Zhou Yuekuan
Sustainable Energy and Environment Thrust, Function Hub, The Hong Kong University of Science and Technology, Guangzhou, China.
Department of Mechanical and Aerospace Engineering, The Hong Kong University of Science and Technology, Clear Water Bay, Hong Kong SAR, China.
iScience. 2021 Nov 10;24(12):103420. doi: 10.1016/j.isci.2021.103420. eCollection 2021 Dec 17.
Aerogel materials with super-insulating, visual-penetrable, and sound-proof properties are promising in buildings, whereas the coupling effect of various parameters in complex porous aerogels proposes challenges for thermal/visual performance prediction. Traditional physics-based models face challenges such as modeling complexity, heavy computational load, and inadaptability for long-term validation (owing to boundary condition change, degradation of thermophysical properties, and so on). In this study, a holistic review is conducted on aerogel production, components prefabrication, modeling development, single-, and multi-objective optimizations. Methodologies to quantify parameter uncertainties are reviewed, including interface energy balance, Rosseland approximation and Monte Carlo method. Novel aerogel integrated glazing systems with synergistic functions are demonstrated.

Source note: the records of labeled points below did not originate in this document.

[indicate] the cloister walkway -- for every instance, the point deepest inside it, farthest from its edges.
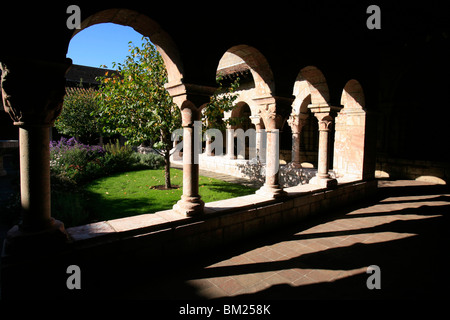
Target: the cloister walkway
(403, 231)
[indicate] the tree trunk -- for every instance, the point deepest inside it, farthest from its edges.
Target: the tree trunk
(167, 169)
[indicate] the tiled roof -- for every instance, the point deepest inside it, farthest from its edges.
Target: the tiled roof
(86, 75)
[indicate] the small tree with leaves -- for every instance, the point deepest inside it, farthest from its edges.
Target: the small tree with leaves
(78, 116)
(134, 103)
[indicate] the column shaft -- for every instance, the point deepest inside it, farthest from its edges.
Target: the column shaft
(322, 167)
(35, 177)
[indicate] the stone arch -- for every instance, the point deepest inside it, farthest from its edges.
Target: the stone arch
(147, 27)
(352, 156)
(259, 68)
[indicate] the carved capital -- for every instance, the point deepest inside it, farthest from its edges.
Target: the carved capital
(37, 101)
(325, 124)
(297, 122)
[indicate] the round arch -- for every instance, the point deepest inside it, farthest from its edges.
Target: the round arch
(258, 66)
(148, 28)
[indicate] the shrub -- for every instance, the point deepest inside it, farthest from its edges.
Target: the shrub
(72, 162)
(119, 158)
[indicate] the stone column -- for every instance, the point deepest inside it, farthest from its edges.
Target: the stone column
(272, 122)
(34, 113)
(325, 115)
(296, 122)
(256, 120)
(190, 203)
(188, 97)
(230, 143)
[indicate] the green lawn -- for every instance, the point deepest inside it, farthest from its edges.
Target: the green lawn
(131, 193)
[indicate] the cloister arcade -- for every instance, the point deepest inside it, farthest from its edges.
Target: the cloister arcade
(317, 94)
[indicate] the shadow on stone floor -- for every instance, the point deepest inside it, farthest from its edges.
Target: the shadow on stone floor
(413, 267)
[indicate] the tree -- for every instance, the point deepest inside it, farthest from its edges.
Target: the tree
(75, 119)
(134, 103)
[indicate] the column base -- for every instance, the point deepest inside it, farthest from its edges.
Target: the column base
(323, 182)
(189, 206)
(271, 191)
(52, 238)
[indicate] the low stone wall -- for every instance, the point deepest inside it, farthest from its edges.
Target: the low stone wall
(166, 233)
(106, 248)
(254, 170)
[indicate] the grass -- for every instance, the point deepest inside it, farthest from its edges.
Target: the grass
(131, 193)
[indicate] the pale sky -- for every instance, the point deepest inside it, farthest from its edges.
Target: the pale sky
(102, 44)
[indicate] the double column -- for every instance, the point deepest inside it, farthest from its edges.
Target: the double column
(296, 122)
(272, 122)
(325, 115)
(34, 113)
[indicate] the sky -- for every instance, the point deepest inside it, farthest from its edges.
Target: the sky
(102, 44)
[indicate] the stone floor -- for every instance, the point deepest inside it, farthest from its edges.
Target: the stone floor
(404, 232)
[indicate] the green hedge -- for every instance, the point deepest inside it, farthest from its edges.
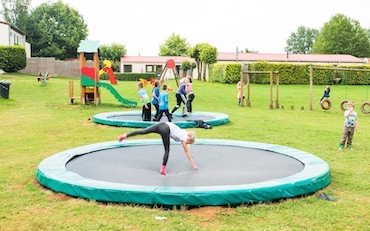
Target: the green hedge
(12, 58)
(290, 73)
(130, 76)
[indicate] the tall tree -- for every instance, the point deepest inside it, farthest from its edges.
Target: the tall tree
(342, 35)
(174, 46)
(301, 41)
(55, 30)
(15, 12)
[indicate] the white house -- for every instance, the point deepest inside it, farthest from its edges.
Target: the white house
(143, 64)
(11, 35)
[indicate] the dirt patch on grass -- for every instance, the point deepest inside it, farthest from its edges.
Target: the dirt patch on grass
(209, 212)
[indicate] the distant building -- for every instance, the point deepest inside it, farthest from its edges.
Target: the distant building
(144, 64)
(11, 35)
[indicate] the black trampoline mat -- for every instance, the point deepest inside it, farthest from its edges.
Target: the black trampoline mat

Originalities include an innovative modeling approach, enhanced computational efficiency, and user-friendly interface for non-professionals or multidisciplinary research. In addition, human knowledge-based machine learning can reduce abundant data requirement, increase performance prediction reliability, and improve model interpretability, so as to promote advanced aerogel materials in smart and energy-efficient buildings.
具有超级隔热、视觉穿透和隔音性能的气凝胶材料在建筑领域颇具前景,然而,复杂多孔气凝胶中各种参数的耦合效应给热/视觉性能预测带来了挑战。传统的基于物理的模型面临着诸如建模复杂、计算负荷大以及长期验证适应性差(由于边界条件变化、热物理性质退化等)等挑战。在本研究中,对气凝胶生产、组件预制、模型开发、单目标和多目标优化进行了全面综述。回顾了量化参数不确定性的方法,包括界面能量平衡、罗斯兰近似和蒙特卡罗方法。展示了具有协同功能的新型气凝胶集成玻璃系统。创新点包括创新的建模方法、提高的计算效率以及面向非专业人士或多学科研究的用户友好界面。此外,基于人类知识的机器学习可以减少大量数据需求,提高性能预测可靠性,并改善模型可解释性,从而在智能和节能建筑中推广先进的气凝胶材料。